Here’s what we know so far about the upcoming flick:
- There’s a really big, thunderously-loud monster busting shit up–including the military and the Statue of Liberty–all over New York City.
- The Really Big Monster is joined by a bunch of smaller-yet-formidable monsters.
- There’s more buzz around this project than from the flies around a drinking contest between Nick Nolte and Mickey Rourke in Tijuana.
- It looks completely bad-ass in terms of visuals and story-telling. I’m going to take a hop, skip, and a stumble out onto a limb and say this movie is actually going to be good.
What a perfect storm of geek movie magic. Makes a geek wish that J.J. Abrams had been the driving force behind these came-up-short monster movies…
Remember the hype behind Godzilla? If only the steak had matched the sizzle. There’s a reason that Godzilla has been heralded (by me… I do love me some heralding) as one of the most disappointing geek movies. It’s no small trick to make a visual-effects extravaganza about a giant lizard laying waste to New York boring, but somehow the Paulie Shore and Carrot Top team of movie production–Dean Devlin and Roland Emmerich–pulled it off.
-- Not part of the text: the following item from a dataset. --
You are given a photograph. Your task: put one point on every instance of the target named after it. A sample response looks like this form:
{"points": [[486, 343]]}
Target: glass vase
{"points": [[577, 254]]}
Fantastic Four didn’t have to be a piece of forgettable, bubblegum fluffery. A face-off against the old FF nemesis Mole Man (master of otherworldly monsters who periodically plow from their subterranean lairs to terrorize New York) would have been the perfect set up for a movie of Cloverfield‘s story (monsters attack NY), tone, and approach.
Jessica Alba could have been the frosting on a beautiful cake of modern superhero storytelling… instead of being the only compelling reason to see Fantastic Four.
The Day After Tomorrow
So, no… The Day After Tomorrow had nothing to do with monsters set loose in New York. But I like to imagine a better world… a world in which The Day After Tomorrow in no way resembles the movie that Roland Emmerich visited upon us in 2004.
It’s the same world in which dogs never bark when you’re trying to sleep, gas still only costs $1 per gallon, and Michael Bay is legally precluded from making movies.
Doesn’t that sound like the kind of world you’d like to live in?